Intelligent Document Search Streamlines Machinery Maintenance for Consumer Electronics Giant

About Customer

Customer is a world leader in high-technology heating, air-conditioning, and refrigeration solutions. They provide sustainable solutions, integrating energy-efficient products, building controls, and energy services for residential, commercial, retail, transport, and food service customers.

Business Problem

Customer’s (electronics products) technical documentation included user manuals, maintenance guides, schematics, and troubleshooting procedures. For technicians working in the manufacturing industry, access to accurate and comprehensive technical documentation is crucial. It provides the roadmap they need to operate, maintain, and repair complex machinery effectively. However, disorganized documentation resulted in technicians spending 1 - 2 hrs/day on average searching for information, leading to longer issue resolution times and inefficient access to critical troubleshooting information.


  • Data Ingestion: Configure and set up various data connectors, such as S3, SharePoint, Confluence, and Website connectors, to ingest and index data into Amazon Kendra from multiple sources.

  • User Request via GenAI Chatbot App: Users initiate requests or queries within the GenAI app, seeking information.

  • App Queries Amazon Kendra Index: The chatbot app directs the user's query to the Amazon Kendra index.

  • Index Provides Relevant Search Results: Amazon Kendra retrieves pertinent data excerpts from ingested enterprise data that align with the user's query.

  • App Sends Contextual Data and User Query to LLM Prompt: Using the retrieved data as context, the app forwards both the user's query and related data to the LLM prompt.

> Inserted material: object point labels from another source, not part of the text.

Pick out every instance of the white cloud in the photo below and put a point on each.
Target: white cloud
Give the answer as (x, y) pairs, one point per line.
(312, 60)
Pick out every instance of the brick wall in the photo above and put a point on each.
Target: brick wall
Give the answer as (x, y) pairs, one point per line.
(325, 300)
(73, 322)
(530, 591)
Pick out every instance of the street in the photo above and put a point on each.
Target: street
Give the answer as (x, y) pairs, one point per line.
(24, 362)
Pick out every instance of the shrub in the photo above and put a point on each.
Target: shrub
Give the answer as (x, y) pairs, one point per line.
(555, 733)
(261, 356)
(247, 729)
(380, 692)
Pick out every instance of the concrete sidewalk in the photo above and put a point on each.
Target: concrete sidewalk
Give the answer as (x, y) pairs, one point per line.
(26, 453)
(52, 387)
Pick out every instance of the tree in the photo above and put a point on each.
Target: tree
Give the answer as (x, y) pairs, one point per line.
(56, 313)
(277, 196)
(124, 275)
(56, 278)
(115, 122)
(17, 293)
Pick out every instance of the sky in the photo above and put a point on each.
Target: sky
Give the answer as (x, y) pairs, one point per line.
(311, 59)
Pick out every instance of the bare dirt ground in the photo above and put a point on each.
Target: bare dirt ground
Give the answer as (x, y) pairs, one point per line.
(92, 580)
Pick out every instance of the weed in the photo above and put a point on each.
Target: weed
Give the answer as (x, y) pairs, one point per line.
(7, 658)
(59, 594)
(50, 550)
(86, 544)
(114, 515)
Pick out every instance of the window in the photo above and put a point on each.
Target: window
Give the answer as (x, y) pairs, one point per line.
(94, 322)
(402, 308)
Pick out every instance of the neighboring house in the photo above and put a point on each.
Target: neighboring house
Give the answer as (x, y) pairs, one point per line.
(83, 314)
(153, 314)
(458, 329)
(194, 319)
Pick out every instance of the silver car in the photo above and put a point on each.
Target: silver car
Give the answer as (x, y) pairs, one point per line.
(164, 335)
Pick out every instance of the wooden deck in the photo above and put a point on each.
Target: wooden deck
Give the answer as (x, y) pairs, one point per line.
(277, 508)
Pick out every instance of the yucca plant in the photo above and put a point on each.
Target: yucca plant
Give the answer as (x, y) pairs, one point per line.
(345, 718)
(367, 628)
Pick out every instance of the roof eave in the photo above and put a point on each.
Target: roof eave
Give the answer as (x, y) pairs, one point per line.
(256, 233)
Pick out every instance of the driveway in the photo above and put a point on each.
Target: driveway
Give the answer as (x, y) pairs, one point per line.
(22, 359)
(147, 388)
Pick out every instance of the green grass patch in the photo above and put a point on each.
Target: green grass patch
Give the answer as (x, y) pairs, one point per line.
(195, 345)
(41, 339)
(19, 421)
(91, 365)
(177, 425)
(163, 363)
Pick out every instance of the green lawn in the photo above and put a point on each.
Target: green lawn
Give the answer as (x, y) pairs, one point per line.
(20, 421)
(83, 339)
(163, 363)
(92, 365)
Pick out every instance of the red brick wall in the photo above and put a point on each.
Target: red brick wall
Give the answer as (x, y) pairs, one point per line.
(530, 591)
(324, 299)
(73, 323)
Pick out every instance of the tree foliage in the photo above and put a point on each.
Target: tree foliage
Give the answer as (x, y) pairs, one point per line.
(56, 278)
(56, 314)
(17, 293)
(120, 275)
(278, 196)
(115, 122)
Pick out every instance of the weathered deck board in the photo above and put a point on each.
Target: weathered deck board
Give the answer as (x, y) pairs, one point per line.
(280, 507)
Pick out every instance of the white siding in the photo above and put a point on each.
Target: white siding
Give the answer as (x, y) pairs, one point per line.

  • LLM Generates Contextualized Response: The Language Model processes the contextual data and user query to craft a precise and relevant response.

  • Context Based Q&A with Memory: The LangChain framework helps maintain contextual conversation memory, enabling a coherent dialogue. Without it, each query would be treated as an entirely independent input, disregarding past interactions.

  • LLM Response Delivered to User: The response generated by the LLM is sent back to the user through the GenAI app.

Business Outcome

  • The solution accelerated information retrieval, reducing response times by 50%.
  • Helping technicians with quick and accurate troubleshooting using GenAI based document search, resulting in minimized operational downtime.
  • Access information swiftly, reducing the time spent on manual searches by 70%.
  • Real-time insights enable stakeholders to make well-informed decisions, contributing to agile and responsive operations.